The powerful chairman of the Senate Foreign Relations Committee says it "condones thievery and dishonesty." The long-reigning Communist leader of Cuba calls it "unclear, contradictory and unethical."In essence, Clinton exempted the 15-nation European Union from two American laws - the Helms-Burton Act and the Iran-Libya Sanctions Act - that have caused a transatlantic trade row.

The Helms-Burton Act empowers our government to penalize foreign-based multinationals that buy or invest in properties seized by the Cuban regime from those who fled Castro's takeover in 1959. The Iran-Libya Sanctions Act requires the administration to penalize companies that invest more than $20 million a year in the oil or gas industries of Iran and Libya. Violators can be excluded from bidding on U.S. government contracts, blocked from using American export credits and, in some cases, denied American visas.

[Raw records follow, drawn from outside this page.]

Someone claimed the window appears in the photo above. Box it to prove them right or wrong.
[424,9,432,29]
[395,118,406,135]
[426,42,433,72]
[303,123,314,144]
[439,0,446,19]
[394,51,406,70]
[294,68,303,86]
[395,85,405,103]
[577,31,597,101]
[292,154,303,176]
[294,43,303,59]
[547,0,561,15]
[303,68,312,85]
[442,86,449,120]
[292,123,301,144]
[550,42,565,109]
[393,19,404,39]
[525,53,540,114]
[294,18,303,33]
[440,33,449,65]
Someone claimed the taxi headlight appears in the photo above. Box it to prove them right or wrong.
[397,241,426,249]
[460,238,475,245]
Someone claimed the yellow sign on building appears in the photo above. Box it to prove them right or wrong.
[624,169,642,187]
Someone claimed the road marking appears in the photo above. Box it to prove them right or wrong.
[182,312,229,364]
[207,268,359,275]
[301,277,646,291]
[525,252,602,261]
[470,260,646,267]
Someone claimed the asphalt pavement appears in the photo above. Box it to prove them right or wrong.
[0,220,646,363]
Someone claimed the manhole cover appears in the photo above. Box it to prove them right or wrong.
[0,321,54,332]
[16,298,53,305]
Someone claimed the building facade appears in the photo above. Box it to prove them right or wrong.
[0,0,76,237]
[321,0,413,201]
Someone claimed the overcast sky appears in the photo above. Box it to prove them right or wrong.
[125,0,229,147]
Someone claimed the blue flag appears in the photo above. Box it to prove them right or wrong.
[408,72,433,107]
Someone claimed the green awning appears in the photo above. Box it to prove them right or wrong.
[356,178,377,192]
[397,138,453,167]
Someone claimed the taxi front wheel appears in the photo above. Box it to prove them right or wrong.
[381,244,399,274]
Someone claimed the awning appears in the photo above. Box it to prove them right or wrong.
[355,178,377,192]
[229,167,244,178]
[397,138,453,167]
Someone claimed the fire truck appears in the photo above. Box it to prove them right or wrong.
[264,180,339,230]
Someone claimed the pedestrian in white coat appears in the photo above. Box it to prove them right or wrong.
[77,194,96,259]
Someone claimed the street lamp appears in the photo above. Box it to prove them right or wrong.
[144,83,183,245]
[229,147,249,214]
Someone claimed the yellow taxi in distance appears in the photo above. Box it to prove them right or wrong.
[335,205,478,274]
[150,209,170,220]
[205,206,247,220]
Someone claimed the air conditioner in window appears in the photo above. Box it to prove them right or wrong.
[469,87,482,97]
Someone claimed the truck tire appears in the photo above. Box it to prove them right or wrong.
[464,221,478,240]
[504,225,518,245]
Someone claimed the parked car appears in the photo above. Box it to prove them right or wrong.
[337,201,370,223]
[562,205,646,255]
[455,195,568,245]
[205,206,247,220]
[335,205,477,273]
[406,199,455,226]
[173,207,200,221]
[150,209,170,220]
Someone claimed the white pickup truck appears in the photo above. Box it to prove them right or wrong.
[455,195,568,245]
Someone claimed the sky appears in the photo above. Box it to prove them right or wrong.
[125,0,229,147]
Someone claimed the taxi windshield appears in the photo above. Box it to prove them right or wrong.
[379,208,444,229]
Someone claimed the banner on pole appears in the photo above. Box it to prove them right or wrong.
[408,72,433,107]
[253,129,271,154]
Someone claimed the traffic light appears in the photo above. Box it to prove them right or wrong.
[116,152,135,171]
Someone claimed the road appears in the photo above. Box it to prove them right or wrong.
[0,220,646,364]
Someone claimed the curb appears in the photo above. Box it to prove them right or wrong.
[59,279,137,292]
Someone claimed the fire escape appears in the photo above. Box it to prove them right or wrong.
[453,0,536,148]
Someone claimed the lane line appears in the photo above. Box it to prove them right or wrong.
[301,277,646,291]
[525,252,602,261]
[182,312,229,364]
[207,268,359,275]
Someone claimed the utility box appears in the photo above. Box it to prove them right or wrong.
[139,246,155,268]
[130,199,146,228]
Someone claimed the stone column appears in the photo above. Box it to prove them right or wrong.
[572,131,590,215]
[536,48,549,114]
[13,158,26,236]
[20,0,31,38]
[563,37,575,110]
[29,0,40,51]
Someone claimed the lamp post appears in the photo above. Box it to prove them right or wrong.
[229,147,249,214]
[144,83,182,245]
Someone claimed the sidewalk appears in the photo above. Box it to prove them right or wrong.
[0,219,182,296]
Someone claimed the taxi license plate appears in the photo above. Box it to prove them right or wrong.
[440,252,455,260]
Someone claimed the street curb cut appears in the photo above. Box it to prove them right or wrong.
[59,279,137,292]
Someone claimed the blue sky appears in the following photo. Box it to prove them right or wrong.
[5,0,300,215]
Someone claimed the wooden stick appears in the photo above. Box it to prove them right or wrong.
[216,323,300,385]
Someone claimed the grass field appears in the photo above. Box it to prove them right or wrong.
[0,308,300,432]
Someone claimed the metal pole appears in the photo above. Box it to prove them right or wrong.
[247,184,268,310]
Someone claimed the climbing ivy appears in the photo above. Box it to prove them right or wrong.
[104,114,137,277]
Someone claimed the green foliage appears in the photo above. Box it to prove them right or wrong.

Clinton agreed to waive U.S. penalties on European firms investing in Iran's energy sector - but not Libya's - clearing the way for a wave of foreign investments in the Islamic republic. In return, EU countries pledged to step up cooperation against terrorism and tighten controls to prevent Tehran acquiring weapons of mass destruction.

The most immediate beneficiaries are Total SA of France, Gazprom of Russia and Petronas Dagang Bhd of Malaysia, which no longer face sanctions for signing a contract to develop an Iranian gas field.

Again, Congress may not approve. Our lawmakers are great believers in sanctions, even though they rarely achieve the desired result.

Sanctions have not made Cuba, Iran, Iraq, Sudan, North Korea or Myanmar (formerly Burma) better behaved. The threat of sanctions has not stopped Russia and China from selling arms and military technology to so-called "rogue" regimes. It did not stop India from nuclear testing, and it will not stop Pakistan from retaliating in kind.

Jeffrey Garten, dean of the Yale School of Management and former under secretary of commerce in the first Clinton administration, says sanctions always backfire because the rest of the world never joins in while American companies suffer. The cost: up to $19 billion a year in lost export sales and some 250,000 jobs.

Likewise, congressional efforts to impose U.S. laws on foreigners are doomed to failure. The Europeans had already challenged the "extraterritoriality" of Helms-Burton and the Iran-Libya Sanctions Act in a lawsuit before the World Trade Organization. They only suspended it to give Washington a way out.

The compromise announced in London is the best Clinton could have hoped for. The United States would almost certainly have lost if the case had gone before the WTO, undermining our leadership of that body and our claim to being a champion of free trade.